City police official calls crime lab criticism unfair

State's attorney's office noted drug case backlog

April 08, 2003|By Del Quentin Wilber | Del Quentin Wilber,SUN STAFF

A top-ranking Baltimore police official criticized yesterday comments by a spokeswoman for the city state's attorney's office suggesting police were not properly correcting problems in the department's crime lab.

"I regret that [the issue of tests for suspected drugs] has to be dealt with in this way," said Chief Edwin Day, commander of the department's detective division. "The only people who get hurt in this are the people of Baltimore."

Day was responding to an article in yesterday's Sun that reported statistics showing city prosecutors were dropping an increasing number of drug cases because the crime lab was not providing them with basic test results. The number rose to 101 in January from the low 20s in November and December. Also, police and prosecutors reported in a study that test results were not completed by trial day in 28 percent of cases.

Margaret T. Burns, a spokeswoman for State's Attorney Patricia C. Jessamy, had said: "We are concerned about this issue. ... How many meetings do we have to have? The bottom line is this needed to be done six months ago. It's about the allocation of resources. We're having lots of meetings, lots of ideas and no solutions."

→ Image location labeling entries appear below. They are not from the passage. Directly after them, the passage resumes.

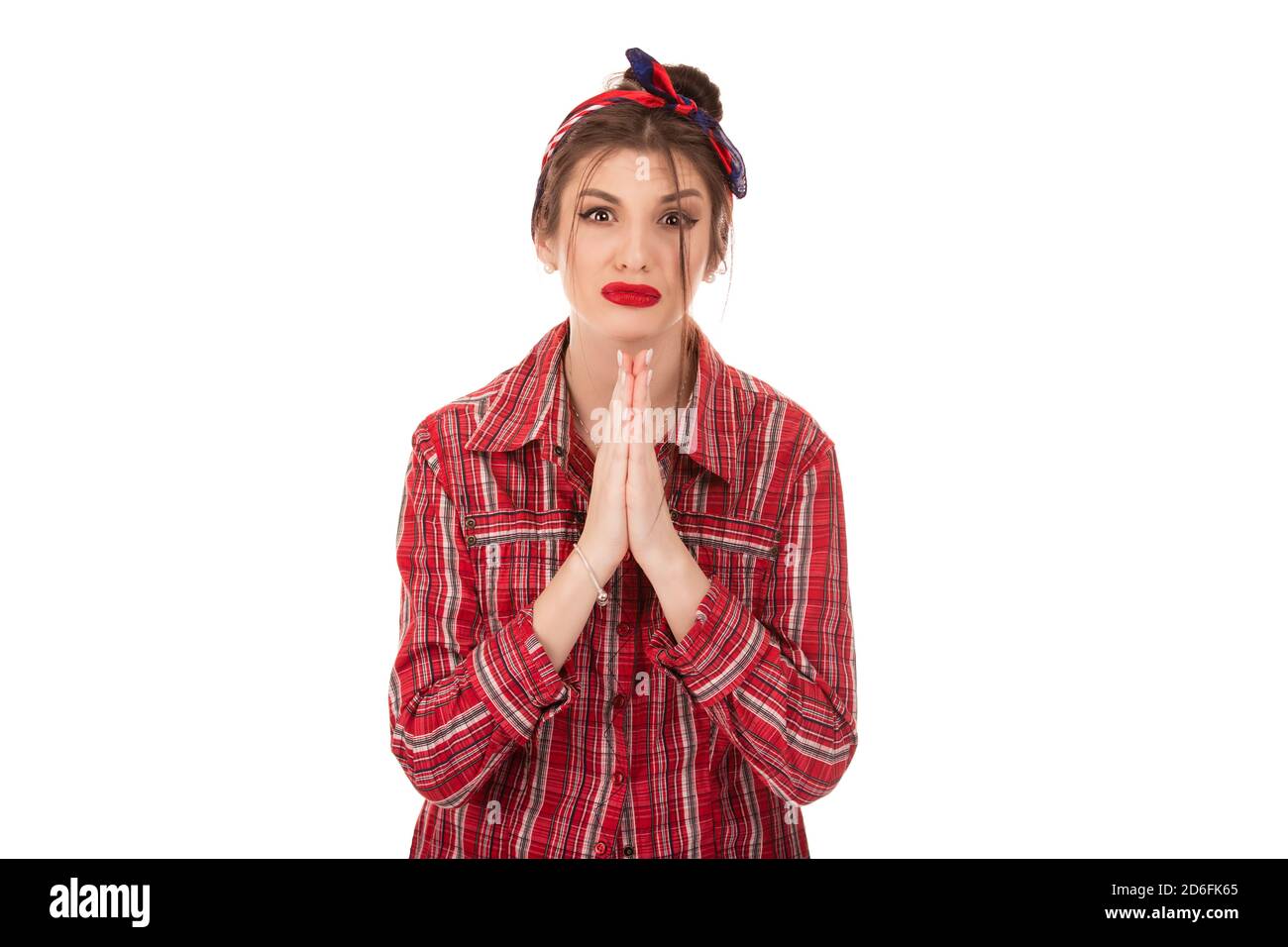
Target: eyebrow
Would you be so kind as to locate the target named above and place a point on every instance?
(664, 198)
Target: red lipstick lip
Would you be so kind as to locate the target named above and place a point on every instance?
(630, 294)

Day said Burns' comments were unfair and that police were taking major steps to reduce backlogs and keep track of tests that determine whether suspected drugs are illegal narcotics.

Burns said yesterday that she stood by her earlier comments. "This is a resource issue that they need to address," she said, adding that the criticism from Day "comes with the territory."

Day also noted that the dropped cases represent a tiny portion of all drugs tested by the laboratory. The lab received more than 34,000 cases to test last year.

"It's unfortunate that the state's attorney is opting to take the issue to the media instead of dealing with the issue directly," Day said. "It was not a fair assessment of what the situation is."

Police said last week that they were taking steps to fix the process -- ranging from better training for prosecutors to receiving only one consolidated list, twice a day, for lab results. Prosecutors will set priorities for cases that need tests, officials said.